El UD Almería se encuentra en un momento crucial de la temporada, con el objetivo del ascenso a Primera División al alcance de la mano. Ante esta situación, el club ha hecho un llamamiento a la unidad, instando a dejar de lado las críticas y los reproches para concentrarse plenamente en el rendimiento deportivo.
La filosofía es clara: sumar esfuerzos y remar en la misma dirección. La reciente derrota en Santander, aunque dura, se ve como una oportunidad para fortalecer al grupo. El entrenador ha asumido un papel de liderazgo, dando la cara y reconociendo los errores, lo que ha generado confianza en el vestuario.

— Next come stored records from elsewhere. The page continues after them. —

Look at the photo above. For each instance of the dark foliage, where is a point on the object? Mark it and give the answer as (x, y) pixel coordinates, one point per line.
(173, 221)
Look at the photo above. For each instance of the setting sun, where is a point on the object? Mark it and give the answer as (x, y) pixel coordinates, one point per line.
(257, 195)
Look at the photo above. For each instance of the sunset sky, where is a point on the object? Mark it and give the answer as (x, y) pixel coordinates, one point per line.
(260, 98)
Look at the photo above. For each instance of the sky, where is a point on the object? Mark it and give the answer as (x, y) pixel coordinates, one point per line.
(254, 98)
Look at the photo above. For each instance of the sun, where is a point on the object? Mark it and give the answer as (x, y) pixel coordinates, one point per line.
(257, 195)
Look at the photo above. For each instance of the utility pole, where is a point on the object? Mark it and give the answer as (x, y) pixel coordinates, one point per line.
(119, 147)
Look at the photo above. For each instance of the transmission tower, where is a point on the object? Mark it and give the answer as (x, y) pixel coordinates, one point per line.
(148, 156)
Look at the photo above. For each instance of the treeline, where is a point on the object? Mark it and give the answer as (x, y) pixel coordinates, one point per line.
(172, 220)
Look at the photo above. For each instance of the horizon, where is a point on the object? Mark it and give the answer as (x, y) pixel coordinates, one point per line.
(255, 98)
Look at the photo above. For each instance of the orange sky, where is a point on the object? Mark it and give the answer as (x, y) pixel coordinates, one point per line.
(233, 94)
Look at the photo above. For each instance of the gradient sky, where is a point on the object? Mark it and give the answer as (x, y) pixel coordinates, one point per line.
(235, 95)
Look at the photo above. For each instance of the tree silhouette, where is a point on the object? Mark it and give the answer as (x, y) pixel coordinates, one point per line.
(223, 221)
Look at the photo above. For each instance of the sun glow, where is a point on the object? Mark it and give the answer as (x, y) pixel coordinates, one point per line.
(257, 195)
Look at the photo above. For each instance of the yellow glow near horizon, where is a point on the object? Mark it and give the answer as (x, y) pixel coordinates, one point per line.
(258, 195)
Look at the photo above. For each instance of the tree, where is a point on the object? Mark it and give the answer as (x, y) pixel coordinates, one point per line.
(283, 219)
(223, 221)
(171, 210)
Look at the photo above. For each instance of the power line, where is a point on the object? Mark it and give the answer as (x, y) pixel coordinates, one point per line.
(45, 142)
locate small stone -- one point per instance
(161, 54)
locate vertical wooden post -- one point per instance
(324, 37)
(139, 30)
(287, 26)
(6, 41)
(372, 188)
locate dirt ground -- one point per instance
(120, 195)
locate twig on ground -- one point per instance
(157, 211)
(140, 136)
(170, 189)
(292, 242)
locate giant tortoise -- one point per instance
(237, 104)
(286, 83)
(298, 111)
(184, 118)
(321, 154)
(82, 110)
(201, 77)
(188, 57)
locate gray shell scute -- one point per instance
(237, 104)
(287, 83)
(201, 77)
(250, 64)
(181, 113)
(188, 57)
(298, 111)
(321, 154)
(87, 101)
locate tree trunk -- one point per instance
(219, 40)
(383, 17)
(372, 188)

La paz no es conformismo, es una herramienta para competir mejor. Cuando la meta está cerca, el ruido resta. Y ahora toca sumar, remar juntos y no dispararse hacia dentro.
La plantilla, descrita como "enchufada y competitiva", cuenta con jugadores preparados para dar un paso al frente. La competencia interna se considera una virtud, y el equipo se siente fuerte y fresco para el esfuerzo final. El mensaje es unánime: aparcar las críticas, cerrar filas y atacar el ascenso a Primera.
El club y el cuerpo técnico están alineados, conscientes de que cualquier fisura podría debilitar el proyecto. La consigna es no mirar atrás y mantener la ambición mientras las matemáticas permitan soñar con el ascenso. La provincia de Almería se juega mucho en este tramo decisivo.